Earlier this week, Germany confirmed that the fourth-largest economy on the planet shrank in Q2. It was the second contraction in four quarters.
The news was expected, but it contributed to an already downbeat mood among market participants, who were still digesting the worst read on industrial output from China since 2002.
By the end of the day, growth concerns had inverted the US 2s10s curve, sending the Dow plunging in the worst day of 2019.
Read more: ‘Sick Man’ Germany Stumbles To Second Contraction In Four Quarters — Recession Looms
Wednesday’s read on the German economy came on the heels of dour data point after dour data point, including Tuesday’s abysmal ZEW confidence print and a horrible read on the business outlook amid an acute manufacturing slump.
On August 8, Reuters reported that Germany might consider loosening up the fiscal purse strings, breaking an intractable fiscal logjam that’s bedeviled those calling for government spending to help take some of the onus off monetary policy when it comes to resurrecting the eurozone economy.
Subsequently, Angela Merkel’s spokesman played down the report, as did heir apparent Annegret Kramp-Karrenbauer, but it’s getting harder and harder to justify not spending when the domestic economy is clearly headed for a downturn and 10-year yields in Germany are deeply negative (top pane in the figure).

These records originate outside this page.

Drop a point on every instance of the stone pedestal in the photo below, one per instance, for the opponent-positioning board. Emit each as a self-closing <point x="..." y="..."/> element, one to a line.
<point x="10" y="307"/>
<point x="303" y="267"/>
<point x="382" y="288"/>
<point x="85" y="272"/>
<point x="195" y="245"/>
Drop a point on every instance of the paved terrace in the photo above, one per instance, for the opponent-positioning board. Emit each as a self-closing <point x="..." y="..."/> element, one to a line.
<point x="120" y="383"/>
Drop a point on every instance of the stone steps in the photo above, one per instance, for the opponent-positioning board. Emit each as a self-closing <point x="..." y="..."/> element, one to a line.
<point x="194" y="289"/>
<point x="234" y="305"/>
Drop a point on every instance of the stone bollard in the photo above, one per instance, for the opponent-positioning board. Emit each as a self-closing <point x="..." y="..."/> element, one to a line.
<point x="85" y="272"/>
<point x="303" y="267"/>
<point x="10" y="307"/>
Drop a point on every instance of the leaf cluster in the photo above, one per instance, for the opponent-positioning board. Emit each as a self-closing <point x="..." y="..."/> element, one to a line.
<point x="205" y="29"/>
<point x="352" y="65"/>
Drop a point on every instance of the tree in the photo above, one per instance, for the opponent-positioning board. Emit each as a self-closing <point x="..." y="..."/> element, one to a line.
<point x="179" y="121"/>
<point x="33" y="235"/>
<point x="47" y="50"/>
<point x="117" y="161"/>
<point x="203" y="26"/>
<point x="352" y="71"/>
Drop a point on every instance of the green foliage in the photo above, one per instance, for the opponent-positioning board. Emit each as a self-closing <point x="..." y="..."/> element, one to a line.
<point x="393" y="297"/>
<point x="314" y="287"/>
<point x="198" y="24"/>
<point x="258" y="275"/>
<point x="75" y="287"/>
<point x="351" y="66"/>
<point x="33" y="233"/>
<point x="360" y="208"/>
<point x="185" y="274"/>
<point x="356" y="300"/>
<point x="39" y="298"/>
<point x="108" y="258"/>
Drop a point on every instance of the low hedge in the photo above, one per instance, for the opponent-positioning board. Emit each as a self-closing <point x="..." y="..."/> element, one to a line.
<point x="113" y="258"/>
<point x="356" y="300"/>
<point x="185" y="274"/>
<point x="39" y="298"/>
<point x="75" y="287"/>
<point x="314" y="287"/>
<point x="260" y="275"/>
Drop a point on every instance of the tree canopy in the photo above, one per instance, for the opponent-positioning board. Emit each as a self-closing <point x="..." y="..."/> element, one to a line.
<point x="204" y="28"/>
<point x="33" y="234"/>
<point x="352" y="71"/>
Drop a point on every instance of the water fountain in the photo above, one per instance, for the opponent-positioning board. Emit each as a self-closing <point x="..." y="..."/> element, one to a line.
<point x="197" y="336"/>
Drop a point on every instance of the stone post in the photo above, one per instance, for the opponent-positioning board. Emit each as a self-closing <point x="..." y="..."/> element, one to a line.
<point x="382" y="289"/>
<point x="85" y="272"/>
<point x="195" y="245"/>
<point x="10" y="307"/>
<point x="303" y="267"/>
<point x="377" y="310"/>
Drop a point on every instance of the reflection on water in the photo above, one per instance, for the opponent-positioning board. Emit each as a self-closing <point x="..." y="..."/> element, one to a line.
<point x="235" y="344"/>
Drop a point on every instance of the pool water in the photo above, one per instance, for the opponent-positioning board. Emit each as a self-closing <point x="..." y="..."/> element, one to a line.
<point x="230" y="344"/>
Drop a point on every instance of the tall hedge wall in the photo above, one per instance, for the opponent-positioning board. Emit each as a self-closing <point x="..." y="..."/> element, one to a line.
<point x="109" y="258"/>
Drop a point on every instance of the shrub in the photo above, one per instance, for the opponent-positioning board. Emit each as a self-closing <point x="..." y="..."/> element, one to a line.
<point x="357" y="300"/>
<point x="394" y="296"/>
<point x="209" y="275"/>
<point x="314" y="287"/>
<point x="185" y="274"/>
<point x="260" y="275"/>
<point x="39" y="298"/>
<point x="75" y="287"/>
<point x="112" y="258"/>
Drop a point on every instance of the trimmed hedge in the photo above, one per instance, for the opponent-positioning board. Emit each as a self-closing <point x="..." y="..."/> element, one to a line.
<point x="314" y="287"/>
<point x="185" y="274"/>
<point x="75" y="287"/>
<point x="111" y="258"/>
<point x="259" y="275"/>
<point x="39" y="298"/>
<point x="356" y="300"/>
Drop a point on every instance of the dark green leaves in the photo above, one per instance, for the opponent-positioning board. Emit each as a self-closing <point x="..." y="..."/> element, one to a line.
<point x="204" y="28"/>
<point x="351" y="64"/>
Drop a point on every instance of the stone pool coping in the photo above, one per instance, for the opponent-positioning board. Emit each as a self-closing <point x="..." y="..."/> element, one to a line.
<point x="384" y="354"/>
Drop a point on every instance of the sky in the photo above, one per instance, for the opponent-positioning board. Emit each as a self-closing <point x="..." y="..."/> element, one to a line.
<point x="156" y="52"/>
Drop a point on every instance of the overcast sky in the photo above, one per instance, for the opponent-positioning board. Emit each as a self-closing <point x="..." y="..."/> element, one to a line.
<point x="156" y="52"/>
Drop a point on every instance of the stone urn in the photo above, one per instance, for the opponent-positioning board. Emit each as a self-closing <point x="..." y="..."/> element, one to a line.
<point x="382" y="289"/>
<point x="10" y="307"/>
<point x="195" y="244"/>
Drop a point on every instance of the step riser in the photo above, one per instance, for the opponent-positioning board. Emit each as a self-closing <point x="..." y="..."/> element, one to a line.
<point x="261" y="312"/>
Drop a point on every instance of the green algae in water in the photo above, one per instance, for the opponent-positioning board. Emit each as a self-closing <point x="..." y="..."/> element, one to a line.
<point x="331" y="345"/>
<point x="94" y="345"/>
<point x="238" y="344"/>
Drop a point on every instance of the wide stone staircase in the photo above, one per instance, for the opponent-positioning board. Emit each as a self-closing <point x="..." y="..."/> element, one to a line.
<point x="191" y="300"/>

Robert Habeck, head of Germany’s ascendant Greens party, this week called Berlin’s obsession with budget discipline in the face of impending economic calamity “‘black zero’ voodoo”.

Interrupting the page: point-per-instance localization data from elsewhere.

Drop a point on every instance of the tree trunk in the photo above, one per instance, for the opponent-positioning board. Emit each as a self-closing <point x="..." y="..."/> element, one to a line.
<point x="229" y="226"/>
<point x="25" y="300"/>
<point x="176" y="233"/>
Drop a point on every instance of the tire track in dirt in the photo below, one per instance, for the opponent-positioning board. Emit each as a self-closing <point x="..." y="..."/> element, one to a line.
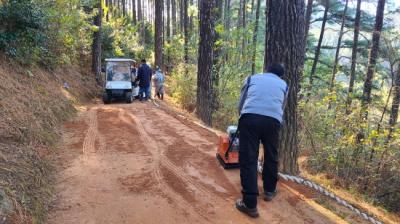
<point x="165" y="162"/>
<point x="93" y="135"/>
<point x="147" y="166"/>
<point x="90" y="136"/>
<point x="158" y="164"/>
<point x="194" y="152"/>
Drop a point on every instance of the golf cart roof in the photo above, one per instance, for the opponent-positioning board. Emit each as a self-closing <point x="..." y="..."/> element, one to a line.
<point x="119" y="60"/>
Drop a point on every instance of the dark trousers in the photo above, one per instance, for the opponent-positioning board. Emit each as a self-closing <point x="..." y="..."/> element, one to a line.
<point x="254" y="128"/>
<point x="146" y="91"/>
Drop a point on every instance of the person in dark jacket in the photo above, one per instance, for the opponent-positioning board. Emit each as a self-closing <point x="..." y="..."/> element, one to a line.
<point x="144" y="78"/>
<point x="261" y="107"/>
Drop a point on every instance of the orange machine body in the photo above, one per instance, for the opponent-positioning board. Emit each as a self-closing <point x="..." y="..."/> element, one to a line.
<point x="230" y="159"/>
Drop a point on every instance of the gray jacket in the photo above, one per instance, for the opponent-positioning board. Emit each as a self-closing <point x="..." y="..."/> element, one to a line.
<point x="266" y="95"/>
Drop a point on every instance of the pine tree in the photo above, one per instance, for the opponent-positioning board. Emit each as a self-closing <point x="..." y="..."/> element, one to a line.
<point x="289" y="50"/>
<point x="205" y="96"/>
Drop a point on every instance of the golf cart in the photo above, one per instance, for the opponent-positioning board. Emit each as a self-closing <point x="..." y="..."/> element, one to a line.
<point x="119" y="80"/>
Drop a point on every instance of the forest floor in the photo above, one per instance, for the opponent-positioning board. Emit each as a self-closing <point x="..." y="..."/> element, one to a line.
<point x="146" y="163"/>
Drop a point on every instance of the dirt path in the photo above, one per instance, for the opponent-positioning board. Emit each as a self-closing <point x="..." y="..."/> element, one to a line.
<point x="138" y="163"/>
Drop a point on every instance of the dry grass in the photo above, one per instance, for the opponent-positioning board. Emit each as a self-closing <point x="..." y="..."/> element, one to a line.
<point x="358" y="200"/>
<point x="32" y="103"/>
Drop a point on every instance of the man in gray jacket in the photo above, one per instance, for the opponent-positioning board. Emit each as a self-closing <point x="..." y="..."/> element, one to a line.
<point x="261" y="109"/>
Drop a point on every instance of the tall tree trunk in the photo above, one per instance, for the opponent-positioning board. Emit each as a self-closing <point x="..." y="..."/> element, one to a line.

Fast forward to Friday and the market got the most definitive sign yet that Germany is, in fact, considering government spending to shore up the flagging economy.
According to Der Spiegel, Merkel and Finance Minister Olaf Scholz are prepared to run a budget deficit if (or, more likely, “when”) Germany falls into recession. The report cites unnamed sources in the chancellery and finance ministry.
Any shortfall in tax revenue from a downturn could be offset by new debt, the magazine said.
This cannot come fast enough for some market participants and it showed, as European equities bounced on the news, while bunds sold off.
Earlier this month , 30-year yields in Germany pushed into negative territory, as the country joined the Swiss and the Danes with totally negative curves.
Germans deficit spending? That’s inflationary!! Aren’t you supposed to give credit when you repost something from The Onion or The Daily Mash?
Another classic example of Governments in collusion in a political sense to salvage the global economic malaise .. Each is taking their turn to bolster equity markets but no remedy or cure is in sight ..Buying time and election cycles dominate the thinking and fiscal and monetary blather is on top in the toolbox… …as usual !!